Allgemeine Haftungsfragen
Leistungsverweigerungsrecht nach Verjährung der Mängelansprüche (BGH vom 05.11.2015)Der Besteller kann wegen eines Mangels der Werkleistung ein Leistungsverweigerungsrecht gegenüber dem Unternehmer nach Eintritt der Verjährung der Mängelansprüche gem. § 215 BGB geltend machen, wenn dieser Mangel bereits vor Ablauf der Verjährungsfrist in Erscheinung getreten ist und daher ein darauf gestütztes Leistungsverweigerungsrecht in nicht verjährter Zeit geltend gemacht werden konnte.
Ansprechpartner: Dr. Frank Zentz, LL.M. (Emory)
Der beklagte Auftraggeber beauftragt die Klägerin mit den
Bauarbeiten für den Neubau eines Büros mit einer Lagerhalle; beauftragt sind
auch Pflasterarbeiten. Am 16.10.2008 werden die Arbeiten abgenommen.
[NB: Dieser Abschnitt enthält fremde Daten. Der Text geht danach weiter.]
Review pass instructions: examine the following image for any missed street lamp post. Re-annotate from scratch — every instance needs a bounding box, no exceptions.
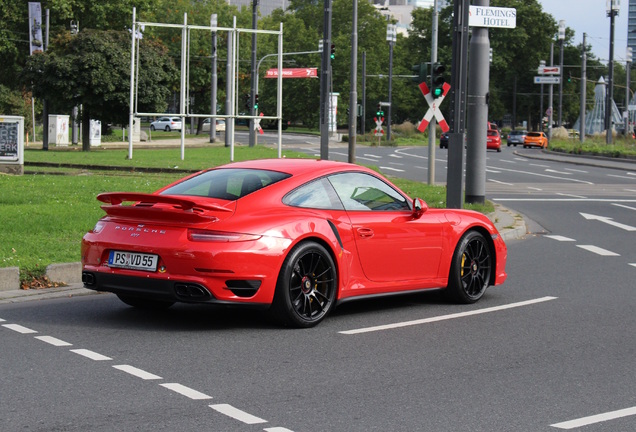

Im
Anschluss nimmt die Klägerin den Beklagten auf Werklohn in Anspruch. Erstmals
am 11.11.2013, nach Ablauf der vereinbarten fünfjährigen Gewährleistungsfrist,
zeigt die Beklagte Mängel der Pflasterfläche an und begründet hiermit ein
Zurückbehaltungsrecht in Höhe der Mängelbeseitigungskosten. Das OLG Düsseldorf
verurteilt die Beklagte zur Zahlung von Werklohn mit der Begründung, dass das
Leistungsverweigerungsrecht ausgeschlossen sei, da es erst nach Vollendung der
Verjährung der Gewährleistungsansprüche geltend gemacht worden sei.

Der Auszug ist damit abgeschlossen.